1. Make requirements less dumb

Requirements are always dumb, especially if they’re written by an extremely smart, technical person. In these cases they’re often not interrogated enough and accepted verbatim. But really, if you can’t explain the requirements to a five-year-old, they’re not sharp enough.

All requirements and constraints must be linked to a person who takes accountability for them, not just a pie-in-the-sky figure. You must always be able to track down the author, who can defend it or change it as needed.

This applies to developing a fibre-optic sensor as much as it does to your daily life. Instead of saying I want to be 10% body fat by doing X/Y/Z (too prescriptive), just say “I want to be less fat, and here’s the systems I will employ to do it.” Flexibility and agility are key to good requirements.

2. Delete parts/process

Strip everything back to the bare basics. Delete everything that’s not absolutely essential. You should find yourself occasionally adding things back in, and if you’re not, you haven’t deleted enough in the first place.

When doing something difficult, you need to run tight margins of profitability and error. Failure to do so reduces your chance of achieving your goals. You can’t be hedging your bets against yourself.

There’s a strong human bias towards “let’s add this just in case we need it”, but these “just in case” arguments are ubiquitous. Kill that. Burn it with fire.

Launching a rocket to Mars? Figure out exactly what’s needed fuel wise for payload-to-Martian-orbit and only account for that. Need more fuel to get there? Then figure out how to refuel in Earth orbit before accelerating to Mars.

Trying to adjust your diet? Figure out your calorie/macro limit to achieve your goal, track everything that goes into your body, and eliminate anything over that - or add back in if not hitting the goal.

See the similarity?

3. Simplify, optimise, or eliminate (again)

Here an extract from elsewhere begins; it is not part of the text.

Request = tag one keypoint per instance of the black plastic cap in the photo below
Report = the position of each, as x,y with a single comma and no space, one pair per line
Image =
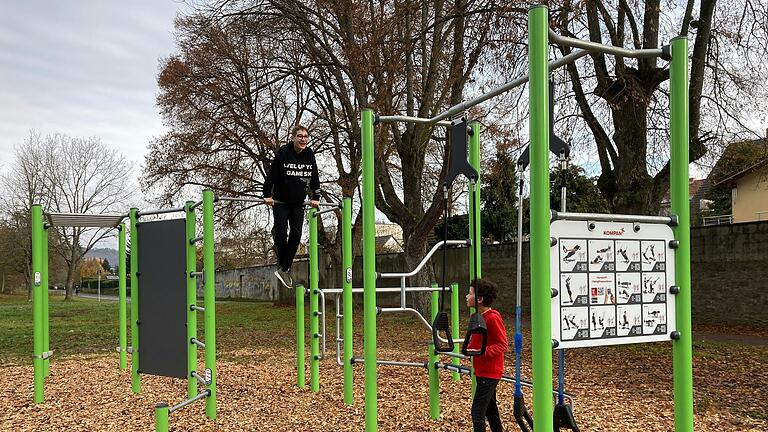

Follows on and ties into Principle 2.

Always be asking “is this necessary to achieve the goal?” Make everything as simple to follow as possible, so that the aforementioned five-year-old can figure it out. If it’s too complicated, it will break - without fail.

Like above, ideally we would always be asking “should this thing even exist?” There is no greater waste of resources than trying to optimise something that belongs in the trash. It’s going in the bin anyway, just speed it up and put it there (see rule 4).

Consider your work - do you really need to be juggling 20 balls at the one time, or are you just doing a crap job at all of them? Rule 3 has been violated. Eliminate the banal tasks, prioritise the important ones, simplify the workflow.

Consider all your relationships - are you attempting to optimise (ie; expending time, energy) for a friendship that no longer serves you? Rule 3 has been violated. Eliminate.

Simplify, optimise, or eliminate everything. Be ruthless with it.